Wide Not Deep: Anduril's Strategy for Modern Defense Manufacturing with CBO and President Matthew Steckman
Episode Description
In this episode of Building the Base, Hondo Geurts and Lauren Bedula sit down with Matthew Steckman, President and Chief Business Officer of Anduril Industries, recorded live at the Reagan National Defense Forum in Simi Valley. Matt discusses his path from being among the first dozen employees at Palantir's DC office to co-founding Anduril, which has grown from operating out of his backyard shed in 2017 to a 7,000-person international company with over 20 product lines. The conversation covers the founding team's decision to enter defense technology when venture capital investment in the sector was effectively prohibited, and examines the operational challenges of scaling both product development and manufacturing.
Five key takeaways from today's episode:
- The defense investment landscape has shifted dramatically since 2017: When Anduril launched, venture capital firms had bylaws explicitly prohibiting defense investments, reflecting a broader belief that major conflicts were unlikely.

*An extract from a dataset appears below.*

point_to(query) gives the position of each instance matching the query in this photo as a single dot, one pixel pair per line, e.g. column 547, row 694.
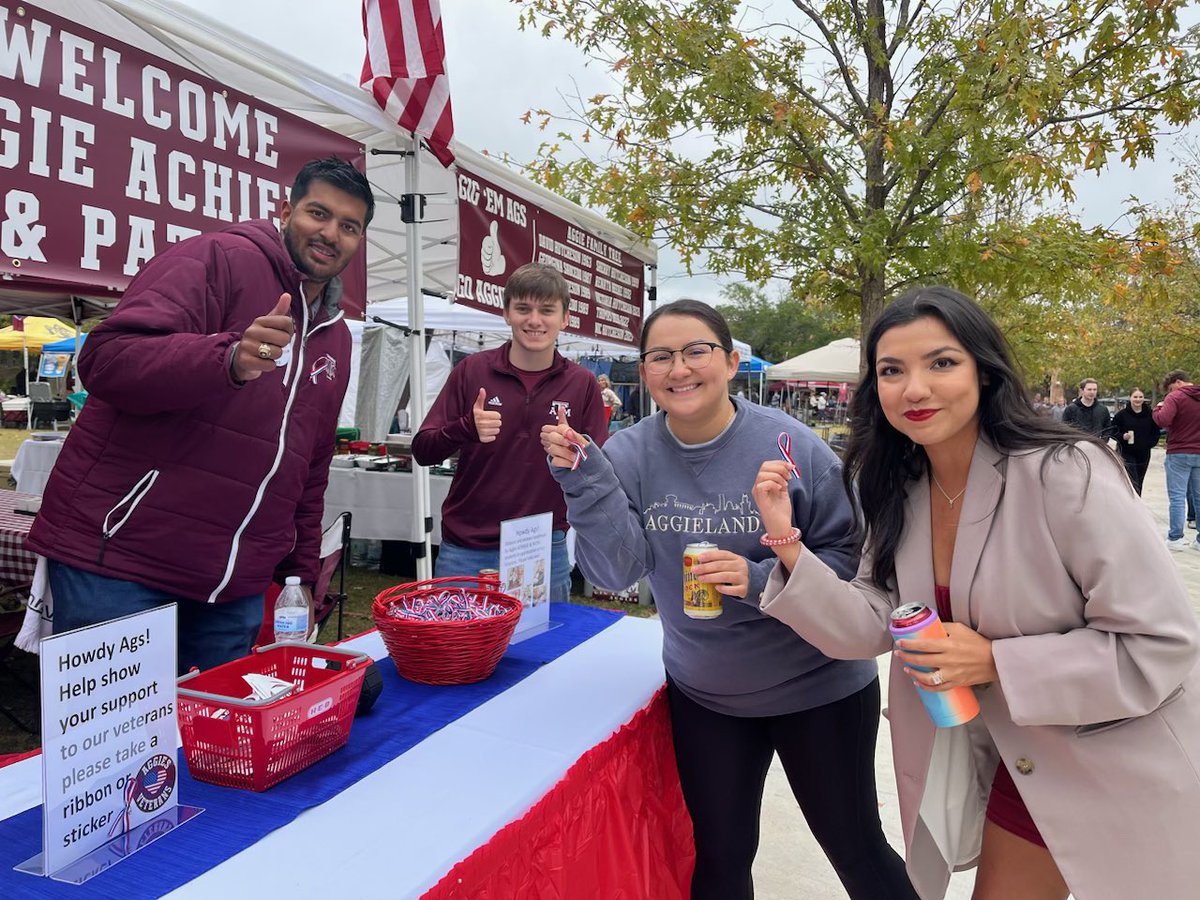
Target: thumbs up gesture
column 556, row 439
column 263, row 342
column 487, row 421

Those restrictions have since been removed as the strategic environment changed.
- Successful defense tech requires focus on difficult capability gaps: Matt advises founders to identify problems the government needs solved but cannot source from traditional contractors, maintain discipline around product roadmap, and avoid diluting defense focus by chasing commercial opportunities that compromise technical requirements.
- Scale in defense requires product portfolio breadth: Unlike enterprise software companies that achieve scale through a few products in large markets, Anduril has expanded to over 20 product lines, reflecting the need to address multiple segments of the defense market to build a substantial business.
- Manufacturing strategy must account for demand unpredictability: Anduril addresses high-mix, low-rate production challenges by designing products with commercial components, centralizing manufacturing operations at their Ohio facility, and building flexibility across production lines to handle variable government forecasting.
- Acquisition reform progress is incremental but cumulative: Having observed four cycles of acquisition reform over two decades, Matt notes that while individual reforms don't eliminate all obstacles, each iteration reduces friction and enables program managers to leverage new authorities more effectively.